Recall the metaphor of the nuclear power plant and the flashlight. You can only remove the flashlight and directly convert nuclear to electricity once. This intuition mostly holds for low-level instruction optimization. It may be the case that a better software engineer can write a slightly faster instruction set than a junior engineer for the same machine learning operation. But the gap between the two is miniscule compared to the gap between the junior engineer and an auto-generated instruction set.

A feature of CUDA optimization is that it is typically hyper-specific to individual machine learning kernels. This is a double edged sword: research and development efforts concentrate on experimenting using functions that have optimized instruction sets and (relatively) neglects those that do not. This incentivizes an iterative model of optimization, and means that if a model requiring new functions is adopted, there will be some time until it reaches the level of CUDA optimization of incumbent models.

Parallelization and Resource Constraints

The first obvious consequence of parallelization is that in many cases*, the amount of computation occurs, but is simply distributed over more hardware. Moreover, data transfer time represents a nontrivial amount of time and electricity consumption, so more aggregate energy/time-device is being spent. Historically, resource constraints have not posed a significant limitation on the scaling that can be done through parallelization, at least for top research organizations. Instead talent, or more specifically the ability to separate processes within machine learning networks was the constraint. This is about to change.

[*It is true that there are cases where parallelization is done in a way which makes the overall algorithm more efficient, such as sparse matrix multiplication. However, this is primarily done at the algorithmic rather than hardware level. I will likely discuss this in more detail in the second article. ]

Semianalysis once again has an estimate for the costs of further scaling up models:

Regarding parameter counts growth, the industry is already reaching the limits for current hardware with dense models—a 1 trillion parameter model costs ~$300 million to train. With 100,000 A100s across 12,500 HGX / DGX systems, this would take about ~3 months to train. This is certainly within the realm of feasibility with current hardware for the largest tech companies. The cluster hardware costs would be a few billion dollars, which fits within the datacenter Capex budgets of titans like Meta, Microsoft, Amazon, Oracle, Google, Baidu, Tencent, and Alibaba.

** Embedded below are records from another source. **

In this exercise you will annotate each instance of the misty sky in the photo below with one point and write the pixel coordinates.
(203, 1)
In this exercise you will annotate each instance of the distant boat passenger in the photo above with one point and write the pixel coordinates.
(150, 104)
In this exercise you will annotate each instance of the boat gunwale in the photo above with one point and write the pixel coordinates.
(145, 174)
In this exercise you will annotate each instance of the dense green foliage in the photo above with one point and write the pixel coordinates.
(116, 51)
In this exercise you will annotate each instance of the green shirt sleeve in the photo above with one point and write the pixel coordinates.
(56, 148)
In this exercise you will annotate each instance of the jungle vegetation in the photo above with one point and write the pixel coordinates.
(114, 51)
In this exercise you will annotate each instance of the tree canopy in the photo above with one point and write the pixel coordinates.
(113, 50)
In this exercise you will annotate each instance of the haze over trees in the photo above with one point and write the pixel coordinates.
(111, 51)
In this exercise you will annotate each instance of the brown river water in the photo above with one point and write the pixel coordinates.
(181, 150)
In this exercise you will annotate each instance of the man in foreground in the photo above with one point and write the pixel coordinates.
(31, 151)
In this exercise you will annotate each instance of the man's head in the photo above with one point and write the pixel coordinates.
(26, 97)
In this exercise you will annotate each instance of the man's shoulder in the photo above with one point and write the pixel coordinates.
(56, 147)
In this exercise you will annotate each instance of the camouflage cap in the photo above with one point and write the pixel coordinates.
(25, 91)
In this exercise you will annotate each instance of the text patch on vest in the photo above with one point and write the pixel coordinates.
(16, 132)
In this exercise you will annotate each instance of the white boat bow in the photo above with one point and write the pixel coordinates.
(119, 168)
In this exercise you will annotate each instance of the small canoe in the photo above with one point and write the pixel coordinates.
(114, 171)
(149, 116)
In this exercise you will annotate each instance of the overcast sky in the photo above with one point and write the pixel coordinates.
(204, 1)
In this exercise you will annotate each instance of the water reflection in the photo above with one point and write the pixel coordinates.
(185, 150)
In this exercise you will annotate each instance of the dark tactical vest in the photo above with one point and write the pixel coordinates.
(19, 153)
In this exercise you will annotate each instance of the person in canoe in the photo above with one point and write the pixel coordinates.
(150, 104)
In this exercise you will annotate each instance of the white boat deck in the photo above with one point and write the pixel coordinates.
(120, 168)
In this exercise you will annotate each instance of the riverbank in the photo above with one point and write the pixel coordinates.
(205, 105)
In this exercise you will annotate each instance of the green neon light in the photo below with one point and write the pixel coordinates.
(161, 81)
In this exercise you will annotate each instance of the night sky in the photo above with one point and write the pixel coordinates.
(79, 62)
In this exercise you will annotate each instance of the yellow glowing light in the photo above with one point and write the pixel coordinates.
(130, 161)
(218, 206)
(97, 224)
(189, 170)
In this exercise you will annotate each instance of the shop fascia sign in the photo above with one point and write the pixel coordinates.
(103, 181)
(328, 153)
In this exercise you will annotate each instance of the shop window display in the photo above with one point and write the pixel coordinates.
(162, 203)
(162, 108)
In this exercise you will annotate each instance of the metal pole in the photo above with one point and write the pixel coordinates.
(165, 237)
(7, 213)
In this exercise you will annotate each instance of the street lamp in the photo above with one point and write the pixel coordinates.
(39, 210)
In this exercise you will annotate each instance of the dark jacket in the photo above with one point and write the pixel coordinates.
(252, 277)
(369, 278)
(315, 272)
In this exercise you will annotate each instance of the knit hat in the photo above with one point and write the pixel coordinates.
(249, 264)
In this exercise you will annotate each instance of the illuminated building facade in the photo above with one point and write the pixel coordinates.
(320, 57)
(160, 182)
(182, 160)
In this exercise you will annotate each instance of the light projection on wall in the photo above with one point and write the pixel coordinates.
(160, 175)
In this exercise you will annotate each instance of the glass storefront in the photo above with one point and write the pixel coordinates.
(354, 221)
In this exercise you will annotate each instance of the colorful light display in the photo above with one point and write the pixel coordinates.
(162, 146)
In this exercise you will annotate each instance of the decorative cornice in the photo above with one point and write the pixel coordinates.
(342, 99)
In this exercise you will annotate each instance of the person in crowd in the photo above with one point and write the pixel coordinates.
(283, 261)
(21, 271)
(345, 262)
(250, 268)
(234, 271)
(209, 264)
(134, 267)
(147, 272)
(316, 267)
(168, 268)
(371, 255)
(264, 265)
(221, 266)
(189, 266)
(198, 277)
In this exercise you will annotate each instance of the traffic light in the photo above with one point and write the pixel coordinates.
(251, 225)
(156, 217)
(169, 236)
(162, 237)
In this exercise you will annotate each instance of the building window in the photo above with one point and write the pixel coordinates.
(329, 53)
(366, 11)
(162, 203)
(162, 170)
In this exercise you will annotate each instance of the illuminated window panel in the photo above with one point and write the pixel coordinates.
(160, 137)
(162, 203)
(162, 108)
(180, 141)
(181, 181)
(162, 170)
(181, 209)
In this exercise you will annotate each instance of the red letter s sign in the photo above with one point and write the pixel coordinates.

Another order of magnitude scaling would take us to 10 trillion parameters. The training costs using hourly rates would scale to ~$30 billion. Even with 1 million A100s across 125,000 HGX / DGX systems, training this model would take over two years.

They later raise correctly that improvements to model architecture can make training more efficient and push out this boundary. However, this is nonetheless an example of an avenue for unconstrained growth turning into a tradeoff.

Parallelization sits as the unifying goal of many ML engineers. It is an obvious, direct way to generate improvements. As the constraint moves from technical talent to physical cost of the large arrays of hardware, it is likely that a change in approach is necessary.

Meta-Trends

To summarize the key points from the article:

Machine learning involves repetitive operations which can be processed simultaneously (parallelization)
The goal of hardware optimization is often parallization
The widespread development of machine learning hardware started in mid-early 2010s and a significant advance in investment and progress occurred in the late 2010s
CUDA optimization, or optimization of low-level instruction sets for machine learning operations (kernels), generated significant improvements but has exhausted its low-hanging fruit
The development of specialized hardware and instruction sets for certain kernels leads to fracturing and incentivizes incremental development, since newer kernels will be unoptimized and consequently slower
The tradeoff between hardware cost and labor cost is only beginning to be reached and will lead to an additional constraint on AI development.

I believe similar patterns of deceleration are at play across all of machine learning. I’ll make the case for these patterns in the context of architecture (algorithms) in part two and data in part three. The implications are significant:

AI progress in general is slowing down or close to slowing down.
AGI is unlikely to be reached in the near future (in my view <5% by 2043).
Economic forecasts of AI impacts should assume that AI capabilities are relatively close to the current day capabilities
Overregulation, particularly restriction on access rather than development, risks stomping out AI progress altogether. AI progress is neither inevitable nor infinite.

It is true that in some cases, a slowdown in growth in one area is counteracted by newly discovered growth in other areas. Technological innovation in manufacturing, transport, chemistry, medicine, and many other fields have drastically slowed, if not stagnated completely, in the present day. Even the famous Moore’s law, describing transistor density, has had to repeatedly lengthen its doubling period due to slowing technological growth.

None of this is to downplay the economic impacts of machine learning technology. Even the widespread application and adoption of current ML models with zero further improvement would be an economic revolution. Instead, it is to oppose the confident assertion that machine learning progress will only further accelerate in the future. That is one possible scenario, though it is far from guaranteed and in my view, for the reasons stated in this part and future parts, an improbable one. When the general narrative and esoteric data conflict, it is often difficult to determine which one is correct. However, when they both align, they should be taken as a baseline which requires truly exceptional circumstances to overcome.

The stakes are high, but they are bidirectional. There are real consequences for overcorrection and undercorrection. I couldn’t have put it better than Jon Askonas and Samuel Hammond did in American Affairs:

It is our hope that [AI Safety] eschews an over-focus on extreme tail risk and instead develops measures that improve the safety and reliability of the kinds of systems we are likely to deploy, and does so in a manner respectful of the governance traditions that have underpinned scientific progress in the West.

aogMay 27 202312

Very interesting article. Some forecasts of AI timelines (like BioAnchors) are premised on compute efficiency continuing to progress as it has for the last several decades. Perhaps these arguments are less forceful against 5-10 year timelines to AGI, but they're still worth exploring.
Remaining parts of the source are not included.